TILL. In Cold Blood [REVIEW]
Dancing, singing together to a song playing on the radio, exchanging loving glances, touch expressing affection. Till’s director Chinonye Chukwu convincingly captures the unbreakable bond between Mamie (Danielle Deadwyler) and her 14-year-old son Emmett (Jalyn Hall) in several opening scenes. The boy, tenderly called Bo, spends the day with his mother in his hometown of Chicago, and the next morning leaves for a two-week vacation with his cousins in Money, a Mississippi farming town constantly torn apart by racial strife. His unconditionally loving mother warns him not to lean out, to listen to his aunt and uncle, not to move away from his cousins, to apologize, bow down, even beg for forgiveness in the event of any conflict situation. The tragic end of this trip is inevitable.
Till is a cinema containing an in-depth psychological portrait of a grieving Mamie and opening up to a much broader socio-political context. It’s 1955, but black people are still picking cotton in the fields of wealthy white owners, we hear on the news that the fight for African Americans to vote is still going on, executions are the order of the day, the justice system belongs to whites and serves only whites. It is enough for some brave soul to dream of freedom and its name will soon be entered on the list of the Ku Klux Klan. Chukwu, showing us around Money, is bright, categorical and ruthless. Thanks to this, the awkward situation becomes exceptionally clear, leading to the later brutal lynching of the teenager. One unnecessary smile, an unnecessary word is enough for an innocent misunderstanding to escalate to crime and a conflict over fundamental values.
Because of state legislation, it seems like a lost cause. The guilty will not be convicted, the trial is a cabaret set-up, after which the dust will quickly settle. For the white community, Money is just an unnecessary fuss that has no chance to upset the status quo. Chukwu also has no doubts in this field, so he transfers the dramatic weight elsewhere. He brings it out in several emotionally charged dialogues. Such is the conversation with Dr.
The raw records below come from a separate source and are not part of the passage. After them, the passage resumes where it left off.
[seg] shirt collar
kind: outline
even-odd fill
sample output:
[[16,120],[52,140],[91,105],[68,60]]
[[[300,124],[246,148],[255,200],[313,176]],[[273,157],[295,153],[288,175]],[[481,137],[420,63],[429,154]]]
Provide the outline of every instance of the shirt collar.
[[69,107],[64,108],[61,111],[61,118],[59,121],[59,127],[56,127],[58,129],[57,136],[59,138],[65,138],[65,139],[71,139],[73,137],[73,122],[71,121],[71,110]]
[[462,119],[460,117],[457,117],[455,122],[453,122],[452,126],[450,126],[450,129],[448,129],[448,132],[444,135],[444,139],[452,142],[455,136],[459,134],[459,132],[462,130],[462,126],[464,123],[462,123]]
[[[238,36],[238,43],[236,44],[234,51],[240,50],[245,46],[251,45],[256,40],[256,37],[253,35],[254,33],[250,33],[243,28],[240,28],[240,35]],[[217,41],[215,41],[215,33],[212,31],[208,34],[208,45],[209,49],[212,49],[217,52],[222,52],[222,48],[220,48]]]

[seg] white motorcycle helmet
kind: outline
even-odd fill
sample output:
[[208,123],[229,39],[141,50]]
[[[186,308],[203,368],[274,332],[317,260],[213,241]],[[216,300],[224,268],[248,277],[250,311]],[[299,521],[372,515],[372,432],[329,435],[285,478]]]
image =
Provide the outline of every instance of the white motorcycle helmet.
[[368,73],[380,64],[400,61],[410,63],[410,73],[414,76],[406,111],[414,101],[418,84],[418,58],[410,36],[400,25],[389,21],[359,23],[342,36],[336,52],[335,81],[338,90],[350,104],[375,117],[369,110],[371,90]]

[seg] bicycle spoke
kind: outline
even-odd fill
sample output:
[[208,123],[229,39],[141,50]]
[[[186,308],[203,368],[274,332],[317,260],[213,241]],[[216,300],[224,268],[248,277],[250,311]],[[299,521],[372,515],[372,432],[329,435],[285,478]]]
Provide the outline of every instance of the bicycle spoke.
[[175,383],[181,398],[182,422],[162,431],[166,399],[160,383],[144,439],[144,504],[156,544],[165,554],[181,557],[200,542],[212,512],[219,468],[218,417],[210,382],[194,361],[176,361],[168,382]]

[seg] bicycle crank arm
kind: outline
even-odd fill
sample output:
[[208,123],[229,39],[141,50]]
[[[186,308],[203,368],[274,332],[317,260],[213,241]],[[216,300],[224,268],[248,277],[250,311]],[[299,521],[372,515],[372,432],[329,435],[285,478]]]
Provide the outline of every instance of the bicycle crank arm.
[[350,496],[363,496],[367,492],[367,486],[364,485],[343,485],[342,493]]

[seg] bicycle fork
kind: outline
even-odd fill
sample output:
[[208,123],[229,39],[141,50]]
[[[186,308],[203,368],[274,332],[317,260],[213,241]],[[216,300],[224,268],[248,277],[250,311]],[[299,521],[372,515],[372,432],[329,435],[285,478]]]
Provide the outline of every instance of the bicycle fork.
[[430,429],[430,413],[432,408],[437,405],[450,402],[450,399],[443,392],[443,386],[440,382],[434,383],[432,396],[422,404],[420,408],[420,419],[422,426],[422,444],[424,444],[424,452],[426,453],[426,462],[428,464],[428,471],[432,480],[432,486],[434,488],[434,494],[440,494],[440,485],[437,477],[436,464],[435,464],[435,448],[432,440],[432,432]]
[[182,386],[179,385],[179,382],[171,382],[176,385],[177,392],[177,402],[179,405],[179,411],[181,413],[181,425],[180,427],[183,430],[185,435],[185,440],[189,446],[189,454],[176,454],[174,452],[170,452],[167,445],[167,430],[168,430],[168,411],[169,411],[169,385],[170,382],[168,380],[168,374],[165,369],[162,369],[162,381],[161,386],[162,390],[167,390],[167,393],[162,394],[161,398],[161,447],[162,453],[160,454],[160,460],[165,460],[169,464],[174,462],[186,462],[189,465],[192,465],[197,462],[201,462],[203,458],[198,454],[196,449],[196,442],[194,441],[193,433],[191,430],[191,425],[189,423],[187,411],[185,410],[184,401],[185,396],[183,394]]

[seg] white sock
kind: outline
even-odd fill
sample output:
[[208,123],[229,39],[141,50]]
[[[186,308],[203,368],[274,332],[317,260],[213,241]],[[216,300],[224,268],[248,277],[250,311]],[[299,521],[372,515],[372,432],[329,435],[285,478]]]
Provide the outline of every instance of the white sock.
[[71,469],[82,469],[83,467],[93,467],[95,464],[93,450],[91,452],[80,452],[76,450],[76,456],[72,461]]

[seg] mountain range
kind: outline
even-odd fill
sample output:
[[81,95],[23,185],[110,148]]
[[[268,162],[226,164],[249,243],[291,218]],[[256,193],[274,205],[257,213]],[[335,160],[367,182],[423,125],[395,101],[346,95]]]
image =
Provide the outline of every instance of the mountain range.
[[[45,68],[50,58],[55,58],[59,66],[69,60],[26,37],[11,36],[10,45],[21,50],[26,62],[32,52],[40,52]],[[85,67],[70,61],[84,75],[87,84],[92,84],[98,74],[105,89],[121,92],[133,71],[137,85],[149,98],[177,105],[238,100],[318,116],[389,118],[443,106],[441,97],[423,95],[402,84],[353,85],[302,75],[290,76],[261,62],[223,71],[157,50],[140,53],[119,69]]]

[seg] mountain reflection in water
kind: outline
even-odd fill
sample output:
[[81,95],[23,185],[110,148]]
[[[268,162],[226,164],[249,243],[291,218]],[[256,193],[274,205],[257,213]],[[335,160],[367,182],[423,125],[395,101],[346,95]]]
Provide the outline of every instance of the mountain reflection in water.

Howard, the leader of the association fighting for equality, who demands that Mamie look at the murder of her son from a broader perspective. It’s not just about Emmett, it’s about black people in general. Justice and compensation for “only” the boy’s death is definitely not enough. Grief experienced in solitude is to be fuel for acting on behalf of entire communities. Crying is to turn into a scream, and her son into a universal symbol.
The scene where Mamie meets her son-in-law, in whose house her son lived, strikes a slightly different tone. Moses’ (John Douglas Thompson) confession – passing from shame, through denial, to fear – is an accurate diagnosis of a physically and mentally enslaved individual and a show of acting skills. In this aspect, of course, Danielle Deadwyler shines unquestionably. Internally broken, but slowly rebuilding a life shattered into pieces, hopeless but determined, tender but categorical, delicate but indestructible. Shot in one shot, her testimony in court (twitching eyelids, simultaneous resonance and suffering in the tone of her voice) has bravado and nuance. At her most important moment, Till is genuinely the best.
Chinonye Chukwu very rarely misses (the final speech to the crowd is really unnecessary), she follows Mamie step by step and believably conveys her transformation. Conservative direction, but with a staging idea for each scene. This is a cinema focused on the power of words and charismatic actors. The director illuminates the experience of mourning in an intimate setting, she also highlights the avalanche of events it causes. Despite the extremely sensitive topic, Till is not a didactic film. Fortunately, the question remains unanswered whether this is a story about times rightly past, or whether it is still a current problem.